Command Explanations

mkdir build and cd build: This ensures that we compile the FFmpeg object files in a separate directory to the source files.

--enable-shared: This switch is needed to build the shared libraries, otherwise only static libraries are built and installed.

--disable-static: This switch prevents the static libraries from being built.

--enable-gpl: This switch enables the use of GPL code and permits support for postprocessing, swscale and many other features.

--enable-<codec>: FFmpeg comes with code to compile decoders for almost every codec you could think of. The only reason to enable a specific codec (and make FFmpeg link to the prerequisite shared library installed on your system) is to make ffmpeg compile an encoder for that codec. Encoding video is a specialist job. If that is what you want to do with ffmpeg, study the output of configure --help. Remember, the dependencies all install their own encoders (that are often better than FFmpeg's). FFmpeg is an excellent collection of decoders. If you just want to use FFmpeg to watch video or listen to music (via other applications like Gstreamer) then you will not benefit from linking it to another library.

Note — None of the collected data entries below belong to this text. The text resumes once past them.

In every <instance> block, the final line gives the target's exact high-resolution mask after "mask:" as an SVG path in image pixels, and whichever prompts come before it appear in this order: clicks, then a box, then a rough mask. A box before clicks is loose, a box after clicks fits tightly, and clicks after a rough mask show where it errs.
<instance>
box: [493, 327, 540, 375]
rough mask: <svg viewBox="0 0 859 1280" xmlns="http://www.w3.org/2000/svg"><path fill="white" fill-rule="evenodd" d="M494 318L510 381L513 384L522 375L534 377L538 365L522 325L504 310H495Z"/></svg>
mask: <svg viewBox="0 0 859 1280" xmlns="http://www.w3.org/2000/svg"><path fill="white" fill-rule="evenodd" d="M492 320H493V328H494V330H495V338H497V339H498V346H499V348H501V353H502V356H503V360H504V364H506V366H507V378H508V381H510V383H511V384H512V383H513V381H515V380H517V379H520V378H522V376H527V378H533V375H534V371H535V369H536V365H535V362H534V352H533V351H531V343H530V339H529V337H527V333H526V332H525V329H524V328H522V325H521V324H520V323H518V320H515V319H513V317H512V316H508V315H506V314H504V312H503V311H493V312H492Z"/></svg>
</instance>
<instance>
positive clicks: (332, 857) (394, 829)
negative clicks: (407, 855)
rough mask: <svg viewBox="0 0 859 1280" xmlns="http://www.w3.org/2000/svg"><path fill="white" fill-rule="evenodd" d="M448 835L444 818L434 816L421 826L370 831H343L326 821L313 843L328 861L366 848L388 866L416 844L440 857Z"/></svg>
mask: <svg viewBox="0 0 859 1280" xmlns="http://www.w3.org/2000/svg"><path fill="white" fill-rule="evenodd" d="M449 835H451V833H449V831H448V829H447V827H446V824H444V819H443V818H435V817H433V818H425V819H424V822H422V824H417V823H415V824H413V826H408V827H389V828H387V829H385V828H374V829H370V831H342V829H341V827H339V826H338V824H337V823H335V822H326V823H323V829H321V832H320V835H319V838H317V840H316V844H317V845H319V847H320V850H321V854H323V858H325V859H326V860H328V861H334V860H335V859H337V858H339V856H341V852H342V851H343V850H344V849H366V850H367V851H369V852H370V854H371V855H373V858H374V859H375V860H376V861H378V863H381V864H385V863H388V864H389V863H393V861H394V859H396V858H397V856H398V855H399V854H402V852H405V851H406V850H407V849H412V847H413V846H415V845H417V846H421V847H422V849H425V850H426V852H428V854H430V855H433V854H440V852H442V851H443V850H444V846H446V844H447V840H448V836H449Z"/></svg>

--disable-yasm: use this option if you've not installed yasm and you want what configure describes as "a crippled build".

Configuring FFmpeg

Config Files

/etc/ffserver.conf and ~/.ffmpeg/ffserver-config

You'll find a sample ffserver configuration file at doc/ffserver.conf in the source tree.

Contents

Installed Programs: ffmpeg, ffplay, ffprobe, ffserver and qt-faststart
Installed Libraries: libavcodec.so, libavdevice.so, libavfilter.so, libavformat.so, libavutil.so, libpostproc.so, and libswscale.so
Installed Directories: /usr/include/libavcodec, /usr/include/libavdevice, /usr/include/libavfilter, /usr/include/libavformat, /usr/include/libavutil, /usr/include/postproc, /usr/include/libswscale, /usr/share/ffmpeg, and /usr/share/doc/ffmpeg-0.9

Short Descriptions

ffmpeg

is a command-line tool to convert video files, network streams and input from a TV card to several video formats.

ffplay

is a very simple and portable media player using the ffmpeg libraries and the SDL library.

ffprobe

gathers information from multimedia streams and prints it in a human and machine-readable fashion.

ffserver

is a streaming server for everything that ffmpeg could use as input (files, streams, TV card input, webcam, etc.).

qt-faststart

moves the index file to the front of quicktime (mov/mp4) videos.

libavcodec.so

is a library containing the FFmpeg codecs (both encoding and decoding).

libavdevice.so

is the FFmpeg device handling library.

libavfilter.so

is a library of filters that can alter video or audio between the decoder and the encoder (or output).

libavformat.so

is a library containing the file formats handling (mux and demux code for several formats) used by ffplay as well as allowing the generation of audio or video streams.

libavutil.so

is the FFmpeg utility library.

libpostproc.so

is the FFmpeg post processing library.

libswscale.so

is the FFmpeg image rescaling library.